An old boy network or society can refer to social and business associations among former pupils of top male-only public schools (independent secondary schools)…and indirectly to preservation of social elites over time without regard to merit.
My high-school, Upper Canada College, is often touted as one of the best schools to attend in Canada. Someone once said that it provides Canada with a disproportionate number of leaders, of whom include a Governor General, five Lieutenant-Governors, 24 Rhodes Scholars, and nine Olympic medallists.
The faculty was exceptional. A passionate, charismatic group, some of them former professors, notable businessmen, intellectuals. The facilities were top notch; football fields, baseball diamonds, tennis courts, indoor/outdoor pools, squash courts. Even the bands and theatre groups had access to exotic instruments and props. I remember for a production of Hamlet they hired a fight choreographer to lend his expertise in orchestrating the final fight scene.
School isn’t just about the education though. It’s as much about the experience. The classmates. The connections. The Old Boy network.
When I first started at the prep at age seven, I was cycling along a bridge with another little seven year old UCC chap. He said to me, ‘My mother is so happy that we are friends because you are going to be able to do so much for me in later life.’ I remember thinking, ‘I wonder what it is that I am going to be able to do for this chap?’ Then I grew up and realized, ‘So that’s the way it is. That is what people expect.’
—Lord David Thomson (1964–1967, 1970–1975), Chairman of Thomson corporation, Canada’s wealthiest man, sixth wealthiest in the world
The influence of the elite legacy of the Old Boys is far-reaching. Compounding this is the age of the school, and perhaps a degree of nepotism. A related male at the school significantly increased the chances of getting in.
Like his grandfather, John was in McHugh’s house. If had a brother or a son, they would belong to Jackson’s.
Years later, I insisted that my sons, Hugh and Stafford, go to UCC simply because I knew from my own experience that once a boy had gone to Upper Canada, he would never again be in awe of great family names, money, power or social standing. He would know that although a good private school like UCC can produce the best, it can also produce the worst.
—Conn Smythe (1908–1910), founder, Maple Leaf Gardens
It was only when James Fitzgerald, an Old Boy himself, published his best-selling book Old Boys: The Powerful Legacy of Upper Canada College in 1994 (from where these quotes are taken) that the blemishes of UCC came to light.

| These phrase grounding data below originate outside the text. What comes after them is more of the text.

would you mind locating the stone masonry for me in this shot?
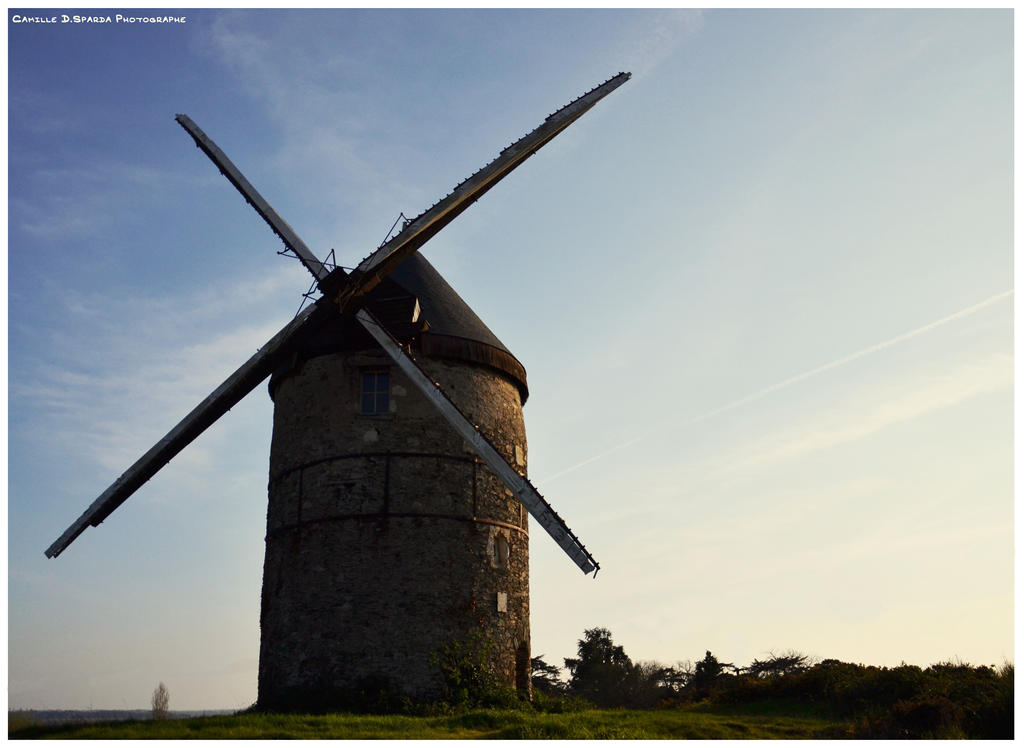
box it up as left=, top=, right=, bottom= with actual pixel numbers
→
left=257, top=346, right=530, bottom=709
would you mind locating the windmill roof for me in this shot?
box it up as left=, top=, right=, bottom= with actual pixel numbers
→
left=386, top=252, right=528, bottom=401
left=271, top=251, right=528, bottom=403
left=387, top=253, right=509, bottom=355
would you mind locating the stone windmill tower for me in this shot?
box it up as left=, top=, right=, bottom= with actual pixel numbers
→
left=45, top=73, right=630, bottom=709
left=260, top=253, right=535, bottom=706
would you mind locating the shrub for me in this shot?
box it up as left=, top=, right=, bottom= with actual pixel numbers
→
left=432, top=634, right=521, bottom=709
left=695, top=655, right=1013, bottom=739
left=854, top=695, right=964, bottom=739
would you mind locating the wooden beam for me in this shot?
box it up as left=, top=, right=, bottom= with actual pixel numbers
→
left=45, top=298, right=334, bottom=558
left=47, top=73, right=629, bottom=563
left=335, top=72, right=631, bottom=312
left=356, top=308, right=599, bottom=575
left=175, top=114, right=331, bottom=283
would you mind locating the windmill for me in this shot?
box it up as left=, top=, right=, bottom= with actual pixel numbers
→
left=46, top=72, right=630, bottom=708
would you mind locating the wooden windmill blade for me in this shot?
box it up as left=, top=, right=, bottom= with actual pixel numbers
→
left=175, top=114, right=332, bottom=285
left=356, top=308, right=600, bottom=574
left=178, top=72, right=630, bottom=308
left=45, top=73, right=629, bottom=570
left=44, top=297, right=336, bottom=559
left=47, top=116, right=347, bottom=560
left=44, top=116, right=346, bottom=559
left=335, top=72, right=631, bottom=310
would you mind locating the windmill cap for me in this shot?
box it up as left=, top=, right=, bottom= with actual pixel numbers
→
left=388, top=252, right=529, bottom=402
left=270, top=252, right=528, bottom=403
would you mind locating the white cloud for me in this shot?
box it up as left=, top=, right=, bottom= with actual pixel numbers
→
left=13, top=194, right=114, bottom=240
left=8, top=90, right=82, bottom=135
left=740, top=351, right=1012, bottom=470
left=197, top=14, right=420, bottom=247
left=11, top=268, right=302, bottom=477
left=12, top=161, right=199, bottom=240
left=541, top=291, right=1012, bottom=484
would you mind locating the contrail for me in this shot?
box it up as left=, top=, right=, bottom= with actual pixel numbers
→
left=539, top=289, right=1013, bottom=483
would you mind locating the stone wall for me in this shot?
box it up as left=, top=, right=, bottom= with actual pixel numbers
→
left=258, top=348, right=530, bottom=709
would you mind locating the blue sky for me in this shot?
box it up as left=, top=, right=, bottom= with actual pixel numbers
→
left=8, top=9, right=1013, bottom=710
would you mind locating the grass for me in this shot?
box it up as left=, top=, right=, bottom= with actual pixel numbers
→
left=9, top=706, right=850, bottom=739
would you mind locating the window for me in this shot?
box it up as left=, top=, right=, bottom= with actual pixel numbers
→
left=492, top=534, right=510, bottom=569
left=360, top=369, right=390, bottom=415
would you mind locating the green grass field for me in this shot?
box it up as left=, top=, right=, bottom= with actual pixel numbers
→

Beneath the veneer of of navy blue blazers and polished shoes were issues like any other school. There were drugs (though much higher-classed because of better funding). There were sadistic headmasters who looked for an excuse to cane their pupils. There were teachers who molested — or seduced — their students.
I learned to be a sexual masochist at Upper Canada. I’m not kidding. Whenever the housemaster caught me masturbating, his way of dealing with it was to cane me. Caning is a rotten method of teaching anything. What it taught me, of course, was the erotic connections of caning. They are still with me to this day.
—John Gartshore (1935–1943), musician
A couple months ago, I received a copy of Old Times, the semi-annual publication for alumni. In a section called “Class Notes”, they bring others up to speed on their classmates. In the last issue, for example, they mention that Michael Ignatieff, class of ’65, had just joined the race for the leadership of the Liberal Party of Canada.
There are updates starting from the graduates of 1941, including my graduating class, the class of ’99. Out of curiosity, I looked back on my yearbook, The College Times, Canada’s oldest student publication. I had to wonder just how much the prestige of the school had helped them. To compare my idea of where I believed my fellow classmates would be, with what they’re doing now.
The memories I had didn’t always match up with their current achievements.